Have you tried actually doing sudo nix-channel --update, rather than depending on nixos-rebuild --upgrade? nixos-rebuild --upgrade only affects root’s nixos channel, and I have no idea what it even does if you run it without sudo (say, with --use-remote-sudo).
As for why the code link seems to go to the wrong place, it’s because thunderbird reuses firefox’s wrapping code.
Also, it might be unrelated but make sure to actually close all the instances of thundebird : at some points I was upgrading chromium (even trying with flake) but it was apparently failing… in fact I had the good version installed (as I could check in the which command) but the issue was that it was detecting an old background chromium daemon, and it was just asking the daemon to spawn a new window… so the new window was running an old version.
# nixos-rebuild switch
building Nix...
building the system configuration...
activating the configuration...
setting up /etc...
reloading user units for gdm...
reloading user units for jakob...
setting up tmpfiles
# echo $?
0
Exactly the same output with --upgrade or after nix-channel --update.
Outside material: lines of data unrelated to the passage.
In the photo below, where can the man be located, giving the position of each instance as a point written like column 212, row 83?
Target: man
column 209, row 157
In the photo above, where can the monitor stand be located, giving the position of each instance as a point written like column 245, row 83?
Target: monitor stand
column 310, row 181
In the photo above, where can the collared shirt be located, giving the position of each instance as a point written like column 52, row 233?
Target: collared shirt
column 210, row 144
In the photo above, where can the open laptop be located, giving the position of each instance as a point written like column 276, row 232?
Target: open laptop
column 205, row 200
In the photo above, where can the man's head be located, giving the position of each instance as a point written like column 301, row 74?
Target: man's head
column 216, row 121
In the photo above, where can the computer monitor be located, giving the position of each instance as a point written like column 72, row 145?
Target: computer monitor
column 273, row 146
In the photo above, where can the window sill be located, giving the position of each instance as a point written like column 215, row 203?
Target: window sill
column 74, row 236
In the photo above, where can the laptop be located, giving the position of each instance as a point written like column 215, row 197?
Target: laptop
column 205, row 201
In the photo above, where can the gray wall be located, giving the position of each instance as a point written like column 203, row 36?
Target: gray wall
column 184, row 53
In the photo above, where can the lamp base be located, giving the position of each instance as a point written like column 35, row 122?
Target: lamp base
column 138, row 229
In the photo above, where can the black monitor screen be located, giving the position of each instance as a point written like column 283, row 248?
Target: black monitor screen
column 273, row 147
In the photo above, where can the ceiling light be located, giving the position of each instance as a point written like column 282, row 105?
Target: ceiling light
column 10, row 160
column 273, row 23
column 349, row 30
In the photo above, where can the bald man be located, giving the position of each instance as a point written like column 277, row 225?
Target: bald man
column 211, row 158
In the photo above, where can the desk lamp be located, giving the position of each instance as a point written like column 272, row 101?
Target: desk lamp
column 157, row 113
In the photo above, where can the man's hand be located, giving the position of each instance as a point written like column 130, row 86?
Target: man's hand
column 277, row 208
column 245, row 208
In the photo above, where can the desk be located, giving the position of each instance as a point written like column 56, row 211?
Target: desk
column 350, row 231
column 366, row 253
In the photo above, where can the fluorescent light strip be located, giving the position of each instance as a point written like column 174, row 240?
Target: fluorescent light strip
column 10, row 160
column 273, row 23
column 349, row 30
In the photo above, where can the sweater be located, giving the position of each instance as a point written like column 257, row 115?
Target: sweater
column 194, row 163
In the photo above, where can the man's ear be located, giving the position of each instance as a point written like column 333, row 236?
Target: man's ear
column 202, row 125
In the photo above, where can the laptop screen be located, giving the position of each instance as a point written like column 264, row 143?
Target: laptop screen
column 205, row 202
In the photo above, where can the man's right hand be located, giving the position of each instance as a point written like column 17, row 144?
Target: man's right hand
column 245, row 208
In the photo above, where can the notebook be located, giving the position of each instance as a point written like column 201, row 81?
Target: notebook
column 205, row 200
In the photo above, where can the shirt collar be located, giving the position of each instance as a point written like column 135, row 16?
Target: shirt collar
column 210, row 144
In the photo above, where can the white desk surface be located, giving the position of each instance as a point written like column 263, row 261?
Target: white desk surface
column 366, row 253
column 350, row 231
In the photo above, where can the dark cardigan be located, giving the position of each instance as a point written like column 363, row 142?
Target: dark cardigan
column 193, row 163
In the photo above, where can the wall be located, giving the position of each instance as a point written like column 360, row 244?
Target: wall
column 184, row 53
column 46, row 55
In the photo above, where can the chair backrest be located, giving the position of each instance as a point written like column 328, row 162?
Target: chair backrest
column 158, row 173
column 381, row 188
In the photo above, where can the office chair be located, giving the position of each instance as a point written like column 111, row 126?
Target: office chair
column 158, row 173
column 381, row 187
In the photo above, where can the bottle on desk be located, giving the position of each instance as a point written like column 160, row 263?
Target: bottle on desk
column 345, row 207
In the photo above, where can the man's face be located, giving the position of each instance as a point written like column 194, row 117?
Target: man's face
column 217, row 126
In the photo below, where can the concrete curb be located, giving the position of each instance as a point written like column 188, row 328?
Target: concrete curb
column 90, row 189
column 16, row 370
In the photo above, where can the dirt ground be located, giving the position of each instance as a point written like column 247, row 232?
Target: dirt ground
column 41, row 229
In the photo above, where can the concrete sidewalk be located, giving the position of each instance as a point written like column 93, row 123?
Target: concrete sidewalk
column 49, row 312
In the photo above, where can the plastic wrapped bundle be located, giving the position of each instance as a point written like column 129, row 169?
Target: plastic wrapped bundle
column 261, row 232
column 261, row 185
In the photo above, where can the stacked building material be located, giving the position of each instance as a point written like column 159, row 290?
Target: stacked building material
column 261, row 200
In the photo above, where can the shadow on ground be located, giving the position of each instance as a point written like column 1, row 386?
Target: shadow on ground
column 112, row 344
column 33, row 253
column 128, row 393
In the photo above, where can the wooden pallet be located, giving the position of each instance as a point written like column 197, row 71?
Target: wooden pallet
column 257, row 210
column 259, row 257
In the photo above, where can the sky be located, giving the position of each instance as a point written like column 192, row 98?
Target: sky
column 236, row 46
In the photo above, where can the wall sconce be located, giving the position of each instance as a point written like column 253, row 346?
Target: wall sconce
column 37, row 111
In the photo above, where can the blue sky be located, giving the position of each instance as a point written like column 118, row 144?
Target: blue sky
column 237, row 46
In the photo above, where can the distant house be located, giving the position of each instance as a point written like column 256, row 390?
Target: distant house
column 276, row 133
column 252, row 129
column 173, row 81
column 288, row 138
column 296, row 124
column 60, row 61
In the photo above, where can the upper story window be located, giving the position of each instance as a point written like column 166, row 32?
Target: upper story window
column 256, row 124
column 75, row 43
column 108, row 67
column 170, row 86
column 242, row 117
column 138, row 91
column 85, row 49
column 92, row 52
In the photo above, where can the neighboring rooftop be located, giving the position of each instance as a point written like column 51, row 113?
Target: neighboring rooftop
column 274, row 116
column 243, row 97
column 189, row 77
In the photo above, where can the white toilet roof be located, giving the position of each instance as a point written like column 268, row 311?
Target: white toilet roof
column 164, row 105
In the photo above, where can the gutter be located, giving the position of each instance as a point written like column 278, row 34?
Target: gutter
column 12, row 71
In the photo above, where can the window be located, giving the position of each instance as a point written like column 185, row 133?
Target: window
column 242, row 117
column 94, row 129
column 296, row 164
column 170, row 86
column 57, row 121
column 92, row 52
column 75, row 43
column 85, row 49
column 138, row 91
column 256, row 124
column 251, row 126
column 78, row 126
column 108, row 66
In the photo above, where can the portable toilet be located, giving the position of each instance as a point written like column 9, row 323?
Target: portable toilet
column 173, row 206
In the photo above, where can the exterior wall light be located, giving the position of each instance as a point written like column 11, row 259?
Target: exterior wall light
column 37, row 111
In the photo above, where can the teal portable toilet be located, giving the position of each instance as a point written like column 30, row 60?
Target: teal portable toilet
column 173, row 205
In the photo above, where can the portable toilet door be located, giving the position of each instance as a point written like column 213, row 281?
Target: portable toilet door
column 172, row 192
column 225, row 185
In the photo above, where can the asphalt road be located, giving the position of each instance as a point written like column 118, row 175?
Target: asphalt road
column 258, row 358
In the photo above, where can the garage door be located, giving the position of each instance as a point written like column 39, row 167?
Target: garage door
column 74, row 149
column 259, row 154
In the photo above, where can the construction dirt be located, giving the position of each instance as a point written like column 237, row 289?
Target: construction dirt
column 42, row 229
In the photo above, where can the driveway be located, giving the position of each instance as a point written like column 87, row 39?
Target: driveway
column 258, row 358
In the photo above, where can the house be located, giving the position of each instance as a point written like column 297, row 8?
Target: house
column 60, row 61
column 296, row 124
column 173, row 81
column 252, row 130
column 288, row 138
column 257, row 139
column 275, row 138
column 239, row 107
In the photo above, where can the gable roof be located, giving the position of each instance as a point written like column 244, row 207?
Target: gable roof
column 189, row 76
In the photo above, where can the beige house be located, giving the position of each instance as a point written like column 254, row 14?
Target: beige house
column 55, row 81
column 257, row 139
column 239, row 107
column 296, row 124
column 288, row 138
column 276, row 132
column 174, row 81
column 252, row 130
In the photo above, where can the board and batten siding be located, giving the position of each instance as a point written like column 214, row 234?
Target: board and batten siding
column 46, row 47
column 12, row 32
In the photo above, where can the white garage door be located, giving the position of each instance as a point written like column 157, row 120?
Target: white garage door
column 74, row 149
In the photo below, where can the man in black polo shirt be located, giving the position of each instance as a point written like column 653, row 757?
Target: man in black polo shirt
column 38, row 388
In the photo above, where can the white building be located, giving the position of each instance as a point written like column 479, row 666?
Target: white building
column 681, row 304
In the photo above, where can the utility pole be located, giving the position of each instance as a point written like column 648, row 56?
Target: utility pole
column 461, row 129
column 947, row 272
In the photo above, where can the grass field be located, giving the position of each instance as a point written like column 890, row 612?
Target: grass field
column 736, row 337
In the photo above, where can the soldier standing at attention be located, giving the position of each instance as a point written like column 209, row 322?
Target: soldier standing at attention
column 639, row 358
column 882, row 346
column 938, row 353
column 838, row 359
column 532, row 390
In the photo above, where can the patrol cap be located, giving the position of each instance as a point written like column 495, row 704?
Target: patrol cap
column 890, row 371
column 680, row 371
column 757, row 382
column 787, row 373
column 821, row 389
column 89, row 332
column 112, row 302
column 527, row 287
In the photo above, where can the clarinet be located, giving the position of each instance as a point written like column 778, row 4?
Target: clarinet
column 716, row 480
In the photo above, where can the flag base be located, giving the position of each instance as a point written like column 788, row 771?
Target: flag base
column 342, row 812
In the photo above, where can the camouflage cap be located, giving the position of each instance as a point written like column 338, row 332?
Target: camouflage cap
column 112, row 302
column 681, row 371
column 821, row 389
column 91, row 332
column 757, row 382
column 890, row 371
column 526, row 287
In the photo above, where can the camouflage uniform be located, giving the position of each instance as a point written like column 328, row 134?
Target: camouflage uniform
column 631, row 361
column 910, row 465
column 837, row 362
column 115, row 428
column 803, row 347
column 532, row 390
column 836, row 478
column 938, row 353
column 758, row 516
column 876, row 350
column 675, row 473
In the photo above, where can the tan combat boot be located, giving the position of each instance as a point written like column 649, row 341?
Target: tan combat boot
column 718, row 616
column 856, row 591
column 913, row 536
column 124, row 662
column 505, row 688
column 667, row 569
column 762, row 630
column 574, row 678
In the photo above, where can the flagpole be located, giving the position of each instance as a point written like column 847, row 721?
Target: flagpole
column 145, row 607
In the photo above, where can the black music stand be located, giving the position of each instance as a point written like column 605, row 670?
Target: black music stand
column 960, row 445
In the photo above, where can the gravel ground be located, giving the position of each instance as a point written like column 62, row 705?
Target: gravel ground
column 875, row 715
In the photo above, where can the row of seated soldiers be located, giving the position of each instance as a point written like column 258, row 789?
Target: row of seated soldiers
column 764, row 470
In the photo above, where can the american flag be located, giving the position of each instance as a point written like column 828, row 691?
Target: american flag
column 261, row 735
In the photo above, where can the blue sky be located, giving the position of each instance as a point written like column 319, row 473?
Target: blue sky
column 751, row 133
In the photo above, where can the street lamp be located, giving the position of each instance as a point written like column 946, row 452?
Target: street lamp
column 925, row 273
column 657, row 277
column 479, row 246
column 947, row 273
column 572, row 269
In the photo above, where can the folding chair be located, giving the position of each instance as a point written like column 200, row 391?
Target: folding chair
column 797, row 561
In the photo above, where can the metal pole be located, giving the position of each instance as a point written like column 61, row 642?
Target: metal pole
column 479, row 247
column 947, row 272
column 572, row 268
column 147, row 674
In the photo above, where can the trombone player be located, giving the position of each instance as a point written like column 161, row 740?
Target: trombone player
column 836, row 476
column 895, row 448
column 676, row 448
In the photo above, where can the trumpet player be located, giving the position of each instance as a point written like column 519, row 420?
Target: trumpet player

Sorry if this is way off, but in all the examples you’re posing you’re doing nixos-rebuildwithoutsudo. Your example with nix-channel --list showed you do not have any channels with your logged in user, but you do with the root user. If you run sudo nixos-rebuild switch that will run it as the root user and find the correct channel the root user has configured.
Root’s channels are available to all users, so that shouldn’t be the issue. Also, given that the rebuild is succeeding, he must either be running it as root or with --use-remote-sudo, probably with an alias.
Oh man! 21.11 vs. 22.11 – I never noticed the difference!! Sorry everyone for the headache and thank you all for the help!
I installed both machines from an older USB stick And because the package search only shows channels 22.05 and 22.11, I always was sure that I’m on 22 .11.